Contrastive learning operationalizes a simple principle: augmented views of the same object should land close in representation space, while views from different objects should be well separated.

InfoNCE objective

Given an anchor $i$, a positive pair $j$, and negatives from the rest of the batch, SimCLR optimizes an InfoNCE-style objective:

$$\ell_{i,j} = -\log \frac{\exp(\mathrm{sim}(z_i, z_j)/\tau)}{\sum_{k \neq i} \exp(\mathrm{sim}(z_i, z_k)/\tau)}.$$

The temperature $\tau$ controls how sharply the softmax separates positives from negatives. In practice, the choice of augmentations is often as important as the loss itself because augmentations define which invariances the representation should learn.

Alignment and uniformity

A useful geometric interpretation is that the objective balances two tendencies: align positives and distribute embeddings broadly on the hypersphere.
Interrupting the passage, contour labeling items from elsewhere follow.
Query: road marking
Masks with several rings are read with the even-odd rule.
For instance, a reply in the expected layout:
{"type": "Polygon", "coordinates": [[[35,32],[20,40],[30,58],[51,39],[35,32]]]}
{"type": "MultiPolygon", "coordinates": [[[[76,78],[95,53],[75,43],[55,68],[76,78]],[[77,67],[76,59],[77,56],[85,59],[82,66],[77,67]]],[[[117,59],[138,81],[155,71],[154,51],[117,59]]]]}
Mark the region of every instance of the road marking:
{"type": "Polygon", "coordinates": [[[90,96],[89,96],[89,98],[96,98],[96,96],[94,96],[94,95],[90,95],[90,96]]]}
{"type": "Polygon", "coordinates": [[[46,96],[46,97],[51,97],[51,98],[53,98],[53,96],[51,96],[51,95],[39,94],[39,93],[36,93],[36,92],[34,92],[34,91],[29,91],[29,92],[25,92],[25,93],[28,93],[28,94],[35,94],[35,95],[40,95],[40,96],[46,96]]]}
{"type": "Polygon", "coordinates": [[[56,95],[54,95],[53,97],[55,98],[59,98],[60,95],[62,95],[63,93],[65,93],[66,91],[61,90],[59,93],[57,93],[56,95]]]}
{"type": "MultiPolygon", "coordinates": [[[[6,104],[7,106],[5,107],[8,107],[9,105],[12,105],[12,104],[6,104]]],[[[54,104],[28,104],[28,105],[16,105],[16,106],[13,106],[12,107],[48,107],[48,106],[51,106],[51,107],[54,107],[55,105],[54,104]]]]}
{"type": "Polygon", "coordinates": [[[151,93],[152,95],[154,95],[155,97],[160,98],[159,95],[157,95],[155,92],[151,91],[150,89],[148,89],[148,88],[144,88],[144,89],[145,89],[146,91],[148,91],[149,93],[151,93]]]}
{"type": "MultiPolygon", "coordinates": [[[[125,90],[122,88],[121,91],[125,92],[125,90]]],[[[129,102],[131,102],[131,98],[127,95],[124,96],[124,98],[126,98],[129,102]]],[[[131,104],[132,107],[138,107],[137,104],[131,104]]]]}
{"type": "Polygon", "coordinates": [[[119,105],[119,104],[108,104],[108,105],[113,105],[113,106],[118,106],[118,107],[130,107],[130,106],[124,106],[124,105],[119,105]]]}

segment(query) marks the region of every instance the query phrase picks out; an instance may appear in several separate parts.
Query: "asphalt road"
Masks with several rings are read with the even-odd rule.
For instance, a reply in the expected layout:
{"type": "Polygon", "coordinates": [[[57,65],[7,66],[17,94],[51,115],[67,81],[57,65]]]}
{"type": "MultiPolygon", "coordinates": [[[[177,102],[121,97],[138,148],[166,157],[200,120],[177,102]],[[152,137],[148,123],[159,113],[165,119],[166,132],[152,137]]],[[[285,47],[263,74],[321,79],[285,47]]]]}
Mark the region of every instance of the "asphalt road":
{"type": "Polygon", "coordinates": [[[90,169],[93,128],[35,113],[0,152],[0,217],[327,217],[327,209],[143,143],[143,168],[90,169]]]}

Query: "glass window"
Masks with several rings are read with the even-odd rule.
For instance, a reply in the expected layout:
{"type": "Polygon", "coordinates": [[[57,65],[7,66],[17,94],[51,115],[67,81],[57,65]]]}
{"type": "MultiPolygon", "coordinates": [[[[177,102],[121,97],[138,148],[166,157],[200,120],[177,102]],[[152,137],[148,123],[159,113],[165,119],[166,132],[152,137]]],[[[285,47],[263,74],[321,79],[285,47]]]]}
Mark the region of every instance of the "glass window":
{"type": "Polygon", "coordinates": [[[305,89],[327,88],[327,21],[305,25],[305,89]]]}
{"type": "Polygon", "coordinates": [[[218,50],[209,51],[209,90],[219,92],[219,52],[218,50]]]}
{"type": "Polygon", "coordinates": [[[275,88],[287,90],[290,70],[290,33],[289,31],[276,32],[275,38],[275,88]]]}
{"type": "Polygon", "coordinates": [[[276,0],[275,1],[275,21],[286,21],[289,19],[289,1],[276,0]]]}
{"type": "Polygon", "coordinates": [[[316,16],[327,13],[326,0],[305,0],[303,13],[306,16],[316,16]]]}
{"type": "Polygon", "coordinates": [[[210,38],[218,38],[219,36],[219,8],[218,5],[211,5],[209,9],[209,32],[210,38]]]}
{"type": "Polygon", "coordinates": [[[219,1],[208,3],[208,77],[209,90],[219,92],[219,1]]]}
Good representations are not only close for matched views; they are also globally spread enough to avoid collapse.

Implementation sketch

views_a = augment(batch)
views_b = augment(batch)
z_a = F.normalize(projector(encoder(views_a)), dim=-1)
z_b = F.normalize(projector(encoder(views_b)), dim=-1)
logits = z_a @ z_b.T / temperature
labels = torch.arange(batch.size(0), device=batch.device)
loss = F.cross_entropy(logits, labels)

Contrastive learning matters beyond vision. The same logic appears in language, audio, time series, and biosignal pretraining, especially when labels are expensive and augmentations reflect domain knowledge.